Brian Cashman may have said that Masahiro Tanaka wasn't an ace, but he's certainly pitching like one. The Yankees (26-23) are 8-2 when Tanaka starts, for an .800 winning percentage. They are a woeful 18-21 (.461 winning percentage) when the rest of the rotation pitches.

Tanaka has notched 10 quality starts in 10 total starts, while the rest of the rotation has combined for just 13 quality starts. Tanaka has a 2.29 ERA, while the rest of the rotation had a 4.72 ERA entering the weekend. His performance has placed him among the American League's best pitchers, if not its most valuable player.

Most fans have had a robust debate over the duplicity of the MVP award. Pitchers can win the MVP and the Cy Young Award, while hitters win the MVP but not the Cy Young. Which begs the question: Why have a Cy Young if the MVP isn't hitter-specific?

Why should someone who plays once a week win an award designed for someone who plays everyday? How can someone who appears in just 35 games and can't hit mean more to a club than someone who plays in 160 games?

But if we are to adhere to the hypocrisy, then you can make a major case for Tanaka as MVP of the AL, at least slightly past the quarter-pole of the season.

In fact, you can argue MVP and Cy Young with equal vigor. Mark Buehrle is the only AL pitcher who's posted (slightly) better numbers (8-1, 2.16 ERA). With perennial MVP candidates Mike Trout (.280 BA) and Miguel Cabrera (seven HR) not off to scalding starts, Tanaka could sneak in with a most unlikely baseball trifecta: Rookie of the Year, MVP and Cy Young Award winner.

Sure, it's only Memorial Day and we love to find and hop on early bandwagons every year, a pretext to shriek "I told you so" in August. But Tanaka (7-1) has the mystery of Japan and the mojo of the Yankees behind him.

It's a cliché, but we do love the silent, unknown hero, the one who speaks only once a week through the secondhand voice of an interpreter. To New Yorkers, Tanaka does all his communicating on the diamond. He comes from another culture and continent, much the way Hideki Matsui came with the Godzilla handle, his bat wielding the power of the epic reptile's tail.

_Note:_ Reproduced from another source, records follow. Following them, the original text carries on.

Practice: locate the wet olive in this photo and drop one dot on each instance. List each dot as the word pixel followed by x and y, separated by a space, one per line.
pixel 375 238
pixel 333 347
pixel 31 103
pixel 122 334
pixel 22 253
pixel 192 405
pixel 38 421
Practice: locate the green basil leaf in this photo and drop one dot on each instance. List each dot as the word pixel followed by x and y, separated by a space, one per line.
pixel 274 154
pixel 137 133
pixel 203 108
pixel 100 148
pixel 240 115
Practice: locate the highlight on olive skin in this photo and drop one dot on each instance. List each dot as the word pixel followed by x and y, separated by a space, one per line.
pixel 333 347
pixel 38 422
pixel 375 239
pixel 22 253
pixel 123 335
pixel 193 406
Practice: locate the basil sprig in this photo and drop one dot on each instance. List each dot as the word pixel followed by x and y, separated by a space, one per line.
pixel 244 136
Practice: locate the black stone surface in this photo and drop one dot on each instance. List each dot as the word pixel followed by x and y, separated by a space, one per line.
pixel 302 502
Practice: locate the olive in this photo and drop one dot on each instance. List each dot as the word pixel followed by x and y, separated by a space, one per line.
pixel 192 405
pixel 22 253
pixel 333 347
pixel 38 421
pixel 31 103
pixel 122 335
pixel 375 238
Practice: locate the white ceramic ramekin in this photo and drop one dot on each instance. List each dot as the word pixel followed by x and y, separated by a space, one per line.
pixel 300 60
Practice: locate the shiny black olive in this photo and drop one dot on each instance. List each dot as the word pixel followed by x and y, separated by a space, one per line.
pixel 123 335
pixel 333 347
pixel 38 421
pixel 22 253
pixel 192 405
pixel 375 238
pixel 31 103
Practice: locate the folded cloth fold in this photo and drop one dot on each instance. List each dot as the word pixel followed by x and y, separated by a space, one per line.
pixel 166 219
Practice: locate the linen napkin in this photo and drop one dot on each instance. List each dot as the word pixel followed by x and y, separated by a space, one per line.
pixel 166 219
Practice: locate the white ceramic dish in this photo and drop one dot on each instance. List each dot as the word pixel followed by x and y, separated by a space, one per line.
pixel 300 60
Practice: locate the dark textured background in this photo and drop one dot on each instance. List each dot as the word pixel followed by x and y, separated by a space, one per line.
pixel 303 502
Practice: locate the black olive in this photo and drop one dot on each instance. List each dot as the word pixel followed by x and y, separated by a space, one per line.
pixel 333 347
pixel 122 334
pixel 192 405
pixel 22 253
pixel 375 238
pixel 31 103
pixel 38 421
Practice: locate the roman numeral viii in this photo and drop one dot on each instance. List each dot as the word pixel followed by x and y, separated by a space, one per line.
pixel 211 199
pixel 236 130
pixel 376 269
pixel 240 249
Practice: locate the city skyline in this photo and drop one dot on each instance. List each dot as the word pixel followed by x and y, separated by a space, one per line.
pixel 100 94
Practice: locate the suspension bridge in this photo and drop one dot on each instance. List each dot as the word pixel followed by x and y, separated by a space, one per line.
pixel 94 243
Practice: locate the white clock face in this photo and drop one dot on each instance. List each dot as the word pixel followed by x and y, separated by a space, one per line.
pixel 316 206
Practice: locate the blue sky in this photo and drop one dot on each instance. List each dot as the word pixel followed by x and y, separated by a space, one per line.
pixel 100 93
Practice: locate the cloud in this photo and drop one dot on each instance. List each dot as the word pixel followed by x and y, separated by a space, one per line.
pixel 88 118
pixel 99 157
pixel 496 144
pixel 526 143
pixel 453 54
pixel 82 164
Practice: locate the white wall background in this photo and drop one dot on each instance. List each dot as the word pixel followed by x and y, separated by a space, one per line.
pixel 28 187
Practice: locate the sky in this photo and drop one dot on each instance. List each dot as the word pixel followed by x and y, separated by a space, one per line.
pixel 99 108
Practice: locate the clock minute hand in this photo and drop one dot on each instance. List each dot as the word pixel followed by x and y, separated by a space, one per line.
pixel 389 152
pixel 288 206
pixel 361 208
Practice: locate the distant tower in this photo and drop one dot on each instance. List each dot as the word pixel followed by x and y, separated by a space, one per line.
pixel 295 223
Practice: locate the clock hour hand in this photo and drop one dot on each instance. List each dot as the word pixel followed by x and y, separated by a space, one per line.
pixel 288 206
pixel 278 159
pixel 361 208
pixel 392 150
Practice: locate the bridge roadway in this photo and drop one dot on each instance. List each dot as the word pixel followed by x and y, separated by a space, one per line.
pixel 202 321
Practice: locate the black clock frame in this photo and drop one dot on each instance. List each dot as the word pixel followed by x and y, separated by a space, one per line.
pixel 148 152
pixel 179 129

Consider that the Yankees' top three starters on the depth chart heading into the season -- CC Sanathia, Michael Pineda and Ivan Nova -- are on the shelf, and that the rotation is buoyed by someone who hadn't thrown a pitch in the majors until last month. Had the Yankees taken the more frugal, if not prudent, approach to free agency, they never would have found this pitching gem in Tanaka, who may have saved their season.

When asked about the success of Yu Darvish and Tanaka where other Japanese stars have failed, Bobby Valentine -- who knows something about baseball in Japan -- said it's just a matter of more information being available to all nations, making them more apt to adjust to the sport and America.

Or maybe they're just that good and would have succeeded anywhere, anytime. No matter the answer, the Yankees are grateful that they threw so much money at an unknown, though everyone knows Tanaka now.

He's the MVP -- of the New York Yankees, at least.